KOMİSYON KONUŞMASI

UTKU ÇAKIRÖZER (Eskişehir) - Sayın Başkan, Sayın Bakan, değerli Komisyon üyeleri, milletvekilleri, saygıdeğer bürokratlar, sayın basın mensupları; hepinizi saygıyla selamlıyorum.

Sayın Bakanım, ben Kıbrıs'a su taşınması projesini önemsiyorum, siz de az önce zaten konuşmanızda önemsediğinizi söylediniz. Bunun yapılmış olması hem Türkiye hem KKTC hem de bölgemiz açısından son derece önemlidir. Yalnız, kısa süre önce, biliyorsunuz basına yansıdı, biz bunu törenle, "asrın töreni" diye götürdük, Ada'ya ulaştırdık. Ancak basına yansıyan haberlerde, biliyorsunuz, KKTC ile ülkemiz arasında yaşanan sıkıntı nedeniyle -fotoğrafları da vardı- giden suyun işte denize aktığını gösteren yani açığa aktığını gösteren fotoğraflar vardı. Bu konuda, sonrasında ne oldu? Belki ben takip edememişimdir, eksiğim varsa gidermeme fırsat olur. Çünkü gerçekten yıllarca konuşulan bir projeydi, bitirilmiş olması önümüzdeki dönemde stratejik bir değer olduğu için de önemli ve bölgemiz için çok konuşulacak bir konu. O konuda bizi aydınlatırsanız sevinirim.

İkinci olarak da bu 2/B arazileri konusunda hem genel olarak hem Eskişehir'de ne kadarlık bir dönüşüm oldu? Bundan ne kadar gelir elde ettiniz? Bu konuda bir açıklama kamuoyuyla paylaşıldı mı? Paylaşılmadıysa bizlerle bir paylaşırsanız, çünkü geçen yıl da aynı şekilde sorulmuş ama o dönemki tartışmaya baktığımda Maliye Bakanlığıyla ilişkili olduğu şeklinde sizin değerlendirmeleriniz olmuş gördüğüm kadarıyla. Yine, bizimle paylaşırsanız çok seviniriz efendim.

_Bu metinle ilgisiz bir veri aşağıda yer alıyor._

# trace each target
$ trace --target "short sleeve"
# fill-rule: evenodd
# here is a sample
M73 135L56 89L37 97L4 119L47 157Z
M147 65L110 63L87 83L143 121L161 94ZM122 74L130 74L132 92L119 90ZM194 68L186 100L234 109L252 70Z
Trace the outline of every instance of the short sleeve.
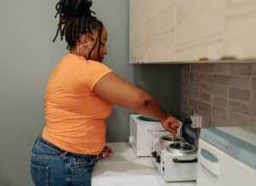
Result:
M90 90L106 74L113 72L106 65L95 61L81 60L79 66L79 76L82 82Z

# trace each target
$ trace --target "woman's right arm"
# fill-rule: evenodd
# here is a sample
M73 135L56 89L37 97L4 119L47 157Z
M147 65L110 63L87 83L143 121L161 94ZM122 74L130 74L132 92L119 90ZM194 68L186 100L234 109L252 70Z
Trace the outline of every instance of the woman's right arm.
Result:
M165 129L168 131L178 127L177 120L168 116L153 96L113 73L109 73L102 78L94 86L93 92L110 102L160 119Z

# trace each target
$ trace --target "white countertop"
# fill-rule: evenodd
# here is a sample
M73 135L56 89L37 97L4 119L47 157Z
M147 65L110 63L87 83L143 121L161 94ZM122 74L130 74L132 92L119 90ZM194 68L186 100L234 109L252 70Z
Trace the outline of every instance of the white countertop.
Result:
M92 186L195 186L195 182L166 183L149 157L137 158L127 142L108 143L112 157L99 160L92 173Z

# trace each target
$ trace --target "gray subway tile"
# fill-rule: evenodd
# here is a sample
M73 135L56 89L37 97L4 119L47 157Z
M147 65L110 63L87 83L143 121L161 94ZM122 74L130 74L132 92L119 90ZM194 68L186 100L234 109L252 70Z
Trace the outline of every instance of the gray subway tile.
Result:
M252 102L256 104L256 90L252 91Z
M241 113L249 114L249 107L241 102L230 101L230 109L236 111Z
M212 85L210 84L200 83L199 87L201 91L212 93Z
M198 100L199 98L199 89L190 88L189 91L190 98L194 98L195 100Z
M252 78L251 87L252 89L256 89L256 78Z
M212 106L220 107L220 108L228 108L228 100L220 96L212 97Z
M214 75L213 76L213 83L218 84L222 85L228 85L230 84L230 76L226 75Z
M199 73L191 73L190 74L190 81L196 81L196 82L198 82L199 81L199 77L200 77L200 75L199 75Z
M227 97L229 89L227 86L212 85L212 95Z
M241 101L249 102L250 91L247 90L241 90L236 88L230 88L230 97Z
M220 120L227 119L227 109L218 108L218 107L212 107L211 108L211 119L218 118Z
M199 108L199 102L197 100L189 100L190 107L198 109Z
M200 76L200 81L201 82L208 83L208 84L212 84L212 75L201 74L201 76Z
M256 76L256 63L253 64L253 75Z
M230 66L231 75L251 75L253 64L232 64Z
M250 84L250 77L249 76L231 76L231 82L230 82L231 87L248 89L249 84ZM256 84L255 84L255 85L256 85Z
M207 94L206 92L201 91L200 92L200 101L211 103L212 96L211 94Z
M208 117L211 116L211 105L205 102L199 102L199 113L200 115Z

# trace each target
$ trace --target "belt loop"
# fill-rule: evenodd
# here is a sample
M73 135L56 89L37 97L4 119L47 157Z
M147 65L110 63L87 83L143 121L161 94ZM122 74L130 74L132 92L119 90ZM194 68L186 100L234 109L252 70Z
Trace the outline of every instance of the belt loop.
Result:
M61 155L60 155L60 158L61 158L62 160L67 160L67 157L66 156L67 154L67 151L65 151L64 153L62 153Z

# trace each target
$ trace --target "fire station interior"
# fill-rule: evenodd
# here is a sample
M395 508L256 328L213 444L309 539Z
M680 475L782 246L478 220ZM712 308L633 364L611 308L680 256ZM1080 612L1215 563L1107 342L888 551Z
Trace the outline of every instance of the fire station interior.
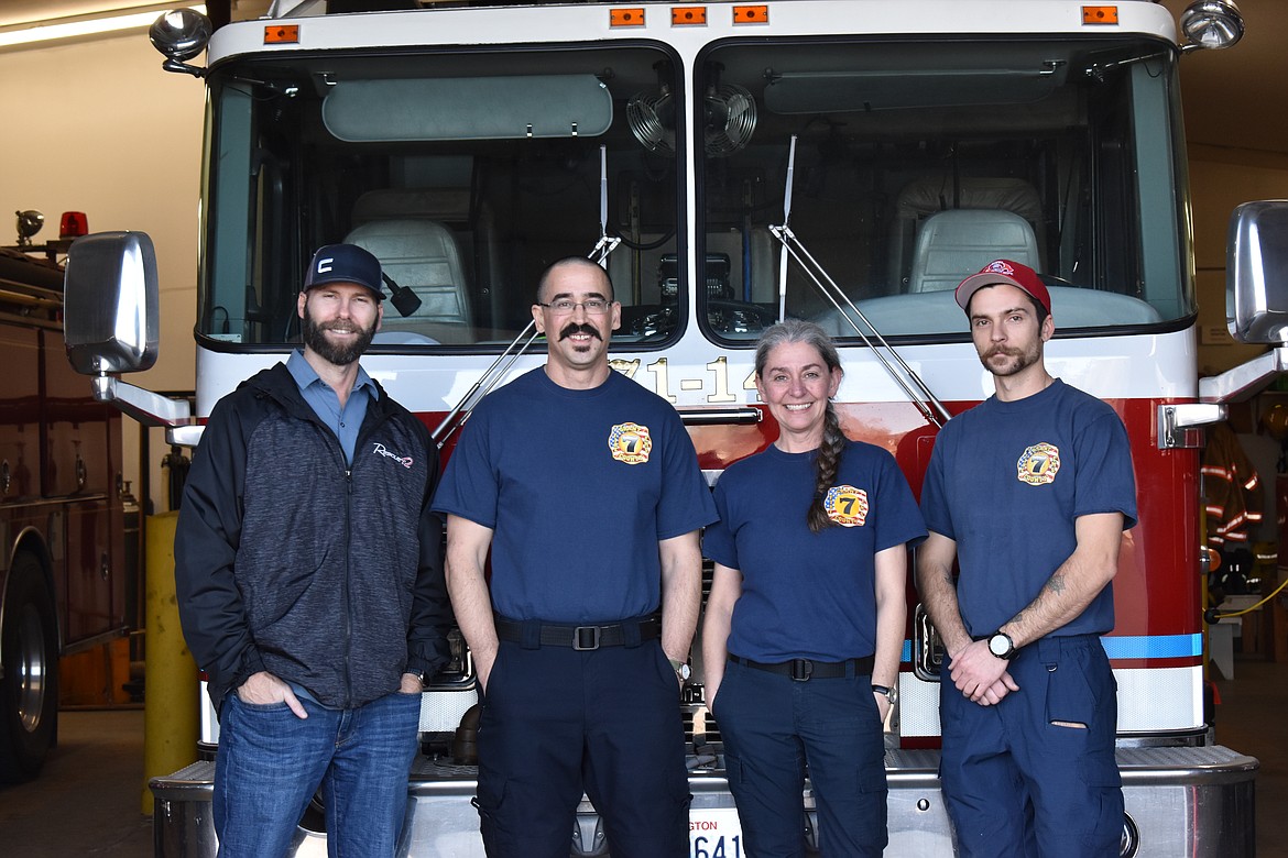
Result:
M0 33L63 15L160 8L142 0L3 5ZM1163 5L1175 17L1185 0ZM268 3L209 6L251 18ZM352 68L322 58L289 68L229 67L213 77L211 96L243 103L246 122L209 130L202 84L161 72L156 54L139 46L146 24L72 42L0 46L0 103L32 126L0 135L0 211L43 210L36 242L53 238L64 210L86 211L95 230L143 228L153 235L164 248L162 282L174 284L162 293L162 359L138 378L153 390L194 388L192 349L178 345L192 342L193 319L196 334L213 342L270 351L291 341L307 248L332 241L370 247L394 284L415 297L404 300L403 314L390 287L376 351L498 354L527 324L545 265L590 255L604 238L616 243L607 265L623 304L620 342L647 350L693 324L716 342L748 347L779 313L781 244L770 226L784 220L895 343L965 338L960 315L944 311L952 284L936 278L933 260L984 230L990 243L1014 242L1007 246L1016 255L1041 262L1052 289L1083 301L1072 328L1132 332L1197 313L1198 364L1217 374L1257 352L1225 331L1230 210L1247 199L1288 198L1279 44L1288 9L1280 0L1242 0L1240 8L1244 42L1179 63L1193 208L1179 211L1177 221L1195 241L1194 295L1148 292L1145 284L1158 282L1142 275L1150 260L1083 255L1088 230L1118 235L1124 248L1139 243L1136 207L1176 205L1142 198L1133 180L1141 161L1118 140L1088 132L1096 111L1097 127L1113 127L1115 112L1126 122L1139 86L1132 69L1150 63L1115 53L1113 40L1088 40L1060 57L1034 45L1016 60L1014 78L989 84L988 105L961 100L961 90L979 81L900 80L900 63L913 59L894 48L858 80L840 80L840 46L778 54L726 46L696 72L698 90L710 96L703 114L719 120L701 134L677 109L684 95L674 58L654 45L456 55L424 69L398 55ZM940 59L961 68L978 46L953 50ZM469 99L420 84L447 76L483 93L492 78L513 85L533 69L551 80L513 91L513 103L538 103L546 118L577 122L574 138L542 138L536 127L531 139L524 120L518 130L507 125L466 139L451 118ZM819 80L828 81L831 100L810 103ZM878 91L903 102L873 103ZM381 99L420 105L402 111L411 127L398 139L371 136L365 117L388 103ZM227 135L236 144L231 160L202 165L204 134ZM692 206L702 244L693 250L705 260L693 307L677 264L690 250L679 174L689 157L706 189ZM237 241L213 239L202 221L197 189L207 170L216 196L245 201L237 224L222 226ZM989 223L953 223L961 220L954 211L974 208L998 214ZM0 229L0 244L19 243ZM918 246L936 234L942 244ZM198 256L210 262L200 304ZM1117 292L1110 283L1135 286ZM855 336L848 311L823 298L800 266L790 269L786 296L790 314L817 319L837 337ZM8 396L0 394L0 403ZM1215 729L1221 744L1261 760L1257 854L1288 855L1288 602L1262 602L1288 575L1279 554L1288 509L1288 382L1233 406L1226 427L1229 437L1221 449L1212 445L1207 464L1213 473L1231 470L1234 459L1243 473L1253 468L1257 485L1242 502L1261 517L1231 530L1230 518L1213 516L1203 534L1221 558L1207 575L1212 619L1229 615L1211 633ZM144 512L166 512L166 482L182 470L182 453L158 432L125 432L126 479ZM151 808L143 798L143 701L158 689L139 683L137 637L62 660L58 745L39 777L0 785L0 854L153 854L152 819L140 812L140 804ZM67 823L70 808L75 825Z

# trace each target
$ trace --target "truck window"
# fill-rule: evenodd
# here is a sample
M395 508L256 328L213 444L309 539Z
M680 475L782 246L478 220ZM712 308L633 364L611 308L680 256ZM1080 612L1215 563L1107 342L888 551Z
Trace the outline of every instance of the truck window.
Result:
M198 334L224 350L295 341L313 250L352 242L416 298L385 302L375 351L500 350L531 320L542 269L608 239L618 340L679 336L675 66L657 46L544 45L213 69Z
M751 130L719 109L693 130L715 338L755 338L784 302L858 341L855 311L828 301L797 259L782 295L770 228L784 202L791 233L887 337L963 336L952 289L997 257L1048 278L1057 332L1194 313L1167 45L729 42L699 72L717 105L741 91L759 107Z

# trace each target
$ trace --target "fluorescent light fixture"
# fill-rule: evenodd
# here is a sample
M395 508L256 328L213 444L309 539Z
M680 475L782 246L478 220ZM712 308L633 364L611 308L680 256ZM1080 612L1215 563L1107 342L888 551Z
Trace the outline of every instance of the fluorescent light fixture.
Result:
M109 18L81 18L77 21L41 23L33 27L19 27L0 31L0 48L13 48L17 45L31 45L41 41L57 39L76 39L82 36L97 36L102 33L117 32L121 30L144 30L152 26L162 12L174 6L156 6L147 12L131 12ZM206 14L205 4L191 6Z

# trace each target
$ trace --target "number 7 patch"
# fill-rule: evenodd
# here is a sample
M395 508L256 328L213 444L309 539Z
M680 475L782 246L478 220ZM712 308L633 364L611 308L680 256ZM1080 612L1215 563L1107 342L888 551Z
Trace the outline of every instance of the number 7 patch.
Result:
M832 486L823 498L823 509L842 527L862 527L868 520L868 493L851 485Z
M647 426L618 423L608 434L608 450L618 462L640 464L648 462L648 454L653 450L653 439L649 437Z

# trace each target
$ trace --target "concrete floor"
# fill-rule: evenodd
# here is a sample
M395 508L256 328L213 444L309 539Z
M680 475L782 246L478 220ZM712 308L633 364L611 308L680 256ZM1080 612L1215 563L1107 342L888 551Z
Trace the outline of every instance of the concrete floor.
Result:
M147 858L143 789L142 709L59 713L40 777L0 787L0 855Z
M1217 680L1217 740L1261 760L1257 855L1288 858L1288 664L1236 656ZM143 711L64 711L40 778L0 789L0 855L147 858Z

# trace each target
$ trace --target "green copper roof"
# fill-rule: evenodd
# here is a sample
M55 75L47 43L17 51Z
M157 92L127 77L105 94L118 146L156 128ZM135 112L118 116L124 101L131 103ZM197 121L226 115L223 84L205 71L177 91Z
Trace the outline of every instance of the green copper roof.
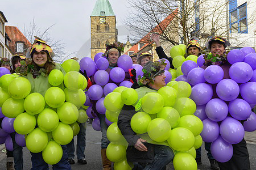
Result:
M105 15L101 14L101 11L105 12ZM111 7L109 0L98 0L95 4L93 11L90 15L91 16L115 16L114 11Z

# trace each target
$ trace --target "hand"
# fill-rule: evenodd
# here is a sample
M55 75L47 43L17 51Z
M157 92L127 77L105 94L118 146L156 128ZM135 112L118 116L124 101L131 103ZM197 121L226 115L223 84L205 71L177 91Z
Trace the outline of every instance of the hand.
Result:
M142 138L139 138L136 142L136 143L134 144L134 147L138 150L140 151L147 151L147 148L142 143L146 142L146 141L142 139Z
M160 38L159 35L156 33L153 33L151 35L151 39L153 40L154 42L155 42L156 45L156 47L161 46L160 44Z

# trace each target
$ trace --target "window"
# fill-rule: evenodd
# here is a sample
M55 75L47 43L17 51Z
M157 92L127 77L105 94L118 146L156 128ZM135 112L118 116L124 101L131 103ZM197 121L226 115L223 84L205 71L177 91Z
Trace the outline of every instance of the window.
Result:
M24 52L24 44L23 42L17 42L16 44L16 52L19 53Z
M247 24L247 3L237 7L237 1L229 2L229 22L230 33L248 33Z

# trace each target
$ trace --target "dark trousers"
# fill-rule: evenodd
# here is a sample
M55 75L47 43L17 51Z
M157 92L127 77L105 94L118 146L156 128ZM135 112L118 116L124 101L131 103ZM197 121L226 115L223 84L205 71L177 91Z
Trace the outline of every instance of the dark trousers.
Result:
M250 169L249 155L245 139L232 146L234 152L231 159L225 163L218 162L220 170Z

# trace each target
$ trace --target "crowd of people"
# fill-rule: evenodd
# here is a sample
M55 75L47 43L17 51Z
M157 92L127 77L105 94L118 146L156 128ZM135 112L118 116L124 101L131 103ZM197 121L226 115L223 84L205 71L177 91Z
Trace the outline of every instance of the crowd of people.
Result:
M152 34L151 38L156 45L156 52L160 59L165 58L170 62L171 68L174 69L172 65L172 58L168 57L164 53L160 43L159 36ZM34 45L35 44L37 45ZM121 56L122 48L121 44L111 44L107 46L104 56L109 61L109 67L106 70L110 73L112 69L117 67L117 61ZM226 52L226 48L230 45L226 39L217 36L208 40L205 46L209 49L214 56L221 57ZM199 56L202 53L202 48L196 37L193 37L188 43L186 48L187 56L193 54ZM32 47L28 50L26 57L22 55L15 55L11 60L6 58L1 61L1 67L8 69L11 73L17 73L20 75L26 78L31 84L32 92L39 92L43 96L46 91L51 86L48 81L48 76L53 69L59 69L63 74L65 73L61 65L53 62L54 53L51 47L46 42L36 38ZM125 79L134 83L132 87L135 88L138 94L138 100L146 94L151 92L156 92L158 90L166 84L164 79L166 78L164 73L165 65L161 62L153 62L153 56L148 52L144 52L140 54L134 54L130 56L133 63L138 63L143 67L144 75L142 78L147 81L143 81L142 85L139 86L137 83L135 71L129 70L130 73L126 73ZM16 69L20 67L21 61L29 62L30 65L34 67L26 68L27 69ZM28 65L26 65L27 67ZM208 65L204 65L203 69L206 69ZM230 66L228 62L223 63L221 66L224 70L226 75L224 77L229 77L228 72L225 69L228 69ZM29 70L33 69L33 70ZM25 71L24 71L25 70ZM23 71L23 72L22 72ZM24 71L27 71L24 73ZM42 74L43 71L43 74ZM90 83L88 86L94 84L93 77L88 78L84 71L83 75ZM25 74L26 73L26 74ZM226 74L228 74L226 75ZM111 79L109 82L112 82ZM63 83L60 86L64 88ZM101 138L101 158L104 169L112 169L112 163L108 159L106 150L110 143L106 135L108 125L105 122L105 116L99 114L96 109L95 101L91 101L93 104L93 111L96 113L100 120ZM133 116L136 113L134 106L124 105L118 120L118 126L122 135L124 136L129 146L130 149L127 150L127 158L128 161L135 164L134 169L166 169L166 165L171 162L174 157L173 150L164 142L158 143L151 143L142 139L135 133L130 126L130 120ZM0 124L1 125L1 124ZM81 164L87 163L85 160L85 130L86 123L80 124L80 131L77 135L76 145L77 163ZM11 134L13 138L14 150L13 151L7 150L6 161L7 169L23 169L22 147L19 146L14 139L15 132ZM208 151L208 158L209 160L210 167L212 169L250 169L249 154L246 147L246 143L244 139L240 143L233 144L234 154L229 162L226 163L217 162L214 159L210 153L210 143L205 142L205 148ZM56 164L53 165L53 169L71 169L70 164L75 164L75 144L74 140L66 145L61 145L63 151L63 157ZM196 150L196 160L198 164L202 164L201 148ZM32 169L48 169L48 165L44 161L42 153L32 153L31 154ZM130 159L128 160L128 158ZM14 165L13 164L14 162Z

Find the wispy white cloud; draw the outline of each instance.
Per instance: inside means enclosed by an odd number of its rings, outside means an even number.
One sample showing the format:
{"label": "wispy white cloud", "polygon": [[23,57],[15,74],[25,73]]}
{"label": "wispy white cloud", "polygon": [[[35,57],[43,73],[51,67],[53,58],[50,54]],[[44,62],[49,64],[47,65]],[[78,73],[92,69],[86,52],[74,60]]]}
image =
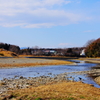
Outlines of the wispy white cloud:
{"label": "wispy white cloud", "polygon": [[89,32],[94,32],[94,30],[86,30],[86,31],[84,31],[84,32],[89,33]]}
{"label": "wispy white cloud", "polygon": [[87,16],[54,6],[72,3],[71,0],[1,0],[0,26],[23,28],[52,27],[89,20]]}

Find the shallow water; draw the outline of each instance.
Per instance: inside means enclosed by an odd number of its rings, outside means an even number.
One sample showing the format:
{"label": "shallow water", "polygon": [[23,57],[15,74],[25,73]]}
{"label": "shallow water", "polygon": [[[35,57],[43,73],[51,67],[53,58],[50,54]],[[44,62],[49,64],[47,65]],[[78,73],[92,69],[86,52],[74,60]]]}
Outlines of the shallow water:
{"label": "shallow water", "polygon": [[[13,78],[14,76],[23,77],[39,77],[39,76],[55,76],[65,72],[87,71],[96,64],[77,62],[76,65],[56,65],[56,66],[44,66],[44,67],[25,67],[25,68],[11,68],[0,69],[0,80],[3,78]],[[88,84],[93,84],[95,87],[100,88],[91,77],[88,75],[68,74],[68,76],[75,77],[75,81],[79,81],[79,77],[82,81]]]}

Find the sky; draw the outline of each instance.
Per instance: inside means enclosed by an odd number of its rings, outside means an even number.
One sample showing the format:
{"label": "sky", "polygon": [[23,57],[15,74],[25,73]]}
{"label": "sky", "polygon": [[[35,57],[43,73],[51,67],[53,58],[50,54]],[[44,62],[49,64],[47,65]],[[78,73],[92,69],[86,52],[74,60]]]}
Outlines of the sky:
{"label": "sky", "polygon": [[83,47],[100,38],[100,0],[0,0],[0,42]]}

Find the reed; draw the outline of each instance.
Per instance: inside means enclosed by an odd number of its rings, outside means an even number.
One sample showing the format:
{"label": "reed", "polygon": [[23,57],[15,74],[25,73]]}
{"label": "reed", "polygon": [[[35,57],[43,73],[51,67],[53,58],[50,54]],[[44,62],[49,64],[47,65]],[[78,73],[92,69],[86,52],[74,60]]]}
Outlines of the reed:
{"label": "reed", "polygon": [[100,89],[82,82],[61,82],[9,93],[15,100],[100,100]]}

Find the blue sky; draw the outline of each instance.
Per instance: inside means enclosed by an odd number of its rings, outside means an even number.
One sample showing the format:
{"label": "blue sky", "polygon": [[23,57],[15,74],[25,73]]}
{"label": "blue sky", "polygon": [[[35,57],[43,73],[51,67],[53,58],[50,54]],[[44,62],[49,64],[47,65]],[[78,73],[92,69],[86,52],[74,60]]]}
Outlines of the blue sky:
{"label": "blue sky", "polygon": [[82,47],[100,37],[100,0],[0,0],[0,42]]}

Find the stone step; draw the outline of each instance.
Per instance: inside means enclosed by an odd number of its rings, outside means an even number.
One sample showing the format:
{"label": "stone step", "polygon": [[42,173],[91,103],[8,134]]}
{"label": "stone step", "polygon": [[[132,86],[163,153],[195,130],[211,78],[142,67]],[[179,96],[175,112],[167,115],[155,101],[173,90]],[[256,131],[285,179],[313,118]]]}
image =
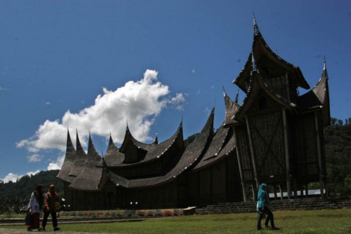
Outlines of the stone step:
{"label": "stone step", "polygon": [[[320,198],[269,201],[272,210],[317,210],[351,208],[351,200],[331,199],[324,201]],[[199,214],[230,214],[256,212],[256,202],[225,202],[210,205],[197,209]]]}

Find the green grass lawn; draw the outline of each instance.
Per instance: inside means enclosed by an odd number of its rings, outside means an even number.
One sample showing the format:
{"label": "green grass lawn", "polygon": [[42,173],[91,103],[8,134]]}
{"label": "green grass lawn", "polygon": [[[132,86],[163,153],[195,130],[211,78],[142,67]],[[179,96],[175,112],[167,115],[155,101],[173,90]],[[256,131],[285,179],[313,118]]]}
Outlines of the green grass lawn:
{"label": "green grass lawn", "polygon": [[[279,230],[256,230],[256,213],[191,215],[109,223],[62,225],[63,231],[117,233],[351,233],[351,209],[276,211]],[[264,221],[262,221],[263,225]],[[2,226],[24,229],[24,226]],[[47,230],[52,230],[48,225]]]}

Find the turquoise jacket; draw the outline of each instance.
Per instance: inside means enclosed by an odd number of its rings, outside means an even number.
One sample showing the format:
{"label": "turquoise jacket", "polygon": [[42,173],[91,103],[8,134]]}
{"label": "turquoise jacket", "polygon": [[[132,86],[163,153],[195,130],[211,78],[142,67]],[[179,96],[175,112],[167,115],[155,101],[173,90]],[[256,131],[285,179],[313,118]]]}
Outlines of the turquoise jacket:
{"label": "turquoise jacket", "polygon": [[265,189],[267,187],[267,185],[265,183],[261,184],[258,188],[258,192],[257,193],[257,210],[258,208],[260,208],[264,206],[267,206],[267,194]]}

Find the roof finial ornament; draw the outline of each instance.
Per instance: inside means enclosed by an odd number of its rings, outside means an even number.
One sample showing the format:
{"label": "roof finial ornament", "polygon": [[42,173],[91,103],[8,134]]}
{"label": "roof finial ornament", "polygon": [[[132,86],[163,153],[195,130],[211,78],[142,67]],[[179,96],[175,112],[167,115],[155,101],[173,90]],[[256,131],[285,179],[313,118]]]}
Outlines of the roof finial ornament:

Az önce, saygıdeğer Adalet ve Kalkınma Partisi milletvekillerinden bir değerli mevkidaşımız sizin tarihe nasıl geçeceğinizi, anılacağınızı söyledi. Biz de üzülerek tarihte Atatürk Orman Çiftliği'ndeki bu üzücü, ormanlarımızın yağması nedeniyle de anılmanızdan üzüntü duyuyoruz. Geçtiğimiz bir yıl içerisinde yani geçen yıl Komisyonumuzda bu konu tartışılırken, işte, iktidar, muhalefet değişik görüşler sergilemişti ama bir yıl içinde basına hep konu oldu, yeni ek binalar yapıldığı Cumhurbaşkanlığı kaçak sarayında, işte, ekler yapıldığı söylendi. Buralarda ne kadar ağaç kesimi yapıldı, bilginiz var mı, bizimle paylaşabilir misiniz o konuyu?

Bir de efendim, hem bize dağıttığınız kitapçıklarda hem de sunumunuzda sokak hayvanları konusunda -ki artık gittiğimiz her yerde hepimizi kaygılandıran, vicdani olarak da rahatsız eden bir konu bu- kısırlaştırma rakamlarının artışından bahsediyorsunuz ancak biliyorsunuz, 5199 sayılı Kanun'da değişiklik öngören bir tasarı geçtiğimiz dönem komisyondan çıkmış ama ülkemizin gündemi nedeniyle kadük olmuştu. Bu sokak hayvanları meselesi ülkemizde sadece toplum sağlığını tehdit etmiyor, bunun yanında kötü muameleyle yani hayvanların uğradığı kötü muamele nedeniyle kamuoyu vicdanını sızlatıyor ve yıllardır çözülemiyor. Kanunun yetersiz kaldığı zaten biliniyordu, çalışmalar yapıldı. Kısırlaştırma, siz tabii ki sayının fazlalığını yani artmasını önemsediğinizi söylediniz ama yeterli değil biliyorsunuz, bilimsel ve vicdani yönden en uygun yöntem ama tek başına yeterli değil. En temel sorun, esas sıkıntı -bilimsel olarak biliniyor- yurt dışından kaçak getirilen ve satılan ve yüzde 70'i sokağa atılan -yüzde 70 olduğu bilimsel olarak biliniyor- hayvanlar. Bunların üremesiyle binlerce hayvana kucak açmak zorunda kalıyor caddeler, barınaklar ve sokaklar. Dolayısıyla, yurt çapında belediyelerce yapılabilecek bu etkin kısırlaştırma çalışmalarının yanında -ki siz de ifade ediyorsunuz- Avrupa ülkelerinde olduğu gibi belki özellikle "pet shop"lardan hayvan satışının yasaklanması, gümrüklerde denetimin artması, süs hayvanı ithalatına yasak getirilmesi gerekmekte. Aksi takdirde -biliyorsunuz- belediyeler kısırlaştırma için seferber ettikleri iş gücü ve maddi kaynağa rağmen bu çözümsüzlükten kurtulamıyor.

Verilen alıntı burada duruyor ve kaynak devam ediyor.